Re: [PATCH v2 2/2] [RFC] CPUFreq: Add support for cpu-perf-dependencies

Ionela Voinescu <ionela.voinescu@xxxxxxx> · Mon, 12 Oct 2020 11:59:45 +0100

On Monday 12 Oct 2020 at 11:22:57 (+0100), Lukasz Luba wrote:
[..]
> > > I thought about it and looked for other platforms' DT to see if can reuse
> > > existing opp information. Unfortunately I don't think it is optimal. The reason
> > > being that, because cpus have the same opp table it does not necessarily mean
> > > that they share a clock wire.

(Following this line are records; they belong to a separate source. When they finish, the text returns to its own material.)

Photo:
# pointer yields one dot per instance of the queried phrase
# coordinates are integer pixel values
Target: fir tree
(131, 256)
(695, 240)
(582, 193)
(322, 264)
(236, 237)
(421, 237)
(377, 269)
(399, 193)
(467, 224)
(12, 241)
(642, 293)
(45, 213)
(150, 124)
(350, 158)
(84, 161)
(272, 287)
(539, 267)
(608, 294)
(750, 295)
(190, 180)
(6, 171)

It just tells us that they have the same
> > > capabilities (literally just tells us they have the same V/f op points).
> > > Unless I am missing something?
> > > 
> > > When comparing with ACPI/_PSD it becomes more intuitive that there is no
> > > equivalent way to reveal "perf-dependencies" in DT.
> > 
> > You should be able to by examining the clock tree. But perhaps SCMI
> > abstracts all that and just presents virtual clocks without parent
> > clocks available to determine what clocks are shared? Fix SCMI if that's
> > the case.
> 
> True, the SCMI clock does not support discovery of clock tree:
> (from 4.6.1 Clock management protocol background)
> 'The protocol does not cover discovery of the clock tree, which must be
> described through firmware tables instead.' [1]
> 
> In this situation, would it make sense, instead of this binding from
> patch 1/2, create a binding for internal firmware/scmi node?
> 
> Something like:
> 
> firmware {
> 	scmi {
> 	...		
> 		scmi-perf-dep {
> 			compatible = "arm,scmi-perf-dependencies";
> 			cpu-perf-dep0 {
> 				cpu-perf-affinity = <&CPU0>, <&CPU1>;
> 			};
> 			cpu-perf-dep1 {
> 				cpu-perf-affinity = <&CPU3>, <&CPU4>;
> 			};
> 			cpu-perf-dep2 {
> 				cpu-perf-affinity = <&CPU7>;
> 			};
> 		};
> 	};
> };
> 
> The code which is going to parse the binding would be inside the
> scmi perf protocol code and used via API by scmi-cpufreq.c.
> 

While SCMI cpufreq would be able to benefit from the functionality that
Nicola is trying to introduce, it's not the only driver, and more
importantly, it's not *going* to be the only driver benefiting from
this.

Currently there is also qcom-cpufreq-hw.c and the future
mediatek-cpufreq-hw.c that is currently under review [1]. They both do
their frequency setting by interacting with HW/FW, and could either take
or update their OPP tables from there. Therefore, if the platform would
require it, they could also expose different controls for frequency
setting and could benefit from additional information about clock
domains (either through opp-shared or the new entries in Nicola's patch),
without driver changes.

Another point to be made is that I strongly believe this is going to be
the norm in the future. Directly setting PLLs and regulator voltages
has been proven unsafe and unsecure.

Therefore, I see this as support for a generic cpufreq feature (a
hardware coordination type), rather than support for a specific driver.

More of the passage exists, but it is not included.